A rare species of white giraffe, worshipped by the Masai tribe, has disappeared from the savannah. So Agatha and her cousin Dash head to Africa on their next adventure to help solve the mystery. There, they join forces with a third cousin--a safari expert--to track down the poacher who has stolen the priceless animal.
Agatha, Girl of Mystery: The Kenyan Expedition by Sir Steve Stevenson, illustrated by Stefano Turconi, Grosset & Dunlop, 2015.

My Take:

This is a fun, straightforward mystery for kids who are just starting to become interested in reading mysteries and finding clues. I’ve never read any of this series before, but I liked the detective team of Agatha and her cousin Dash, and their sidekicks Agatha’s butler Chandler and the cat, Watson. Readers who are new to this series might be a bit surprised when the first chapter is about Dash, since Agatha is in the title. This one has the threat of danger and a time pressure to find the giraffe, which keeps the story moving.

As a writer, what I admired about this book was the liveliness and energy. I can see why it would be popular with young readers.

Opening Line:

“In a central-London penthouse packed full of high-tech devices lived Dashiell Mistery, an aspiring detective with a passion for technology.”


“…the shelves of her bedroom were stuffed with notebooks she’d filled up with curious details, plot outlines, and character descriptions.”

“His joke made them laugh so hard that all the birds perched in a nearby acacia took flight.”

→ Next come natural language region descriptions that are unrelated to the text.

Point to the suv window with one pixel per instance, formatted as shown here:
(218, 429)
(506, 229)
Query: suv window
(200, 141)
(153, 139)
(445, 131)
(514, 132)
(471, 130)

“A small but ferocious feline launched itself into the middle of the thundering dust cloud, and the herd of large animals veered off and thundered away.”

Other Info:

Sir Steve Stevenson is the pseudonym for an Italian the pseudonym used by Mario Pasqualotto, an Italian writer who spent many years writing for Italian gaming magazines. His motto is “Every person is a beautiful story.”

The illustrator, Stefano Turconi, lives in Italy.

If you like this one, there are many other books in the Agatha, Girl of Mystery series.

For more middle grade book recommendations, visit Marvelous Middle Grade Monday on Shannon Messenger's blog!


  1. The setting makes this sound interesting right away. Sounds like a great series for newer middle graders.

  2. Perfect selection as I have been looking for a books of this type for new and reluctant readers. So many intriguing aspects in this series.

  3. Perfect selection as I have been looking for books that new middle grade readers might enjoy. So many great aspects to this series. Thanks for featuring.

  4. Imagine having a butler as your sidekick. Cool!

    Illustrated books are great for readers just getting into middle grade.

  5. It is hard to find mysteries for this age. Thanks for the review.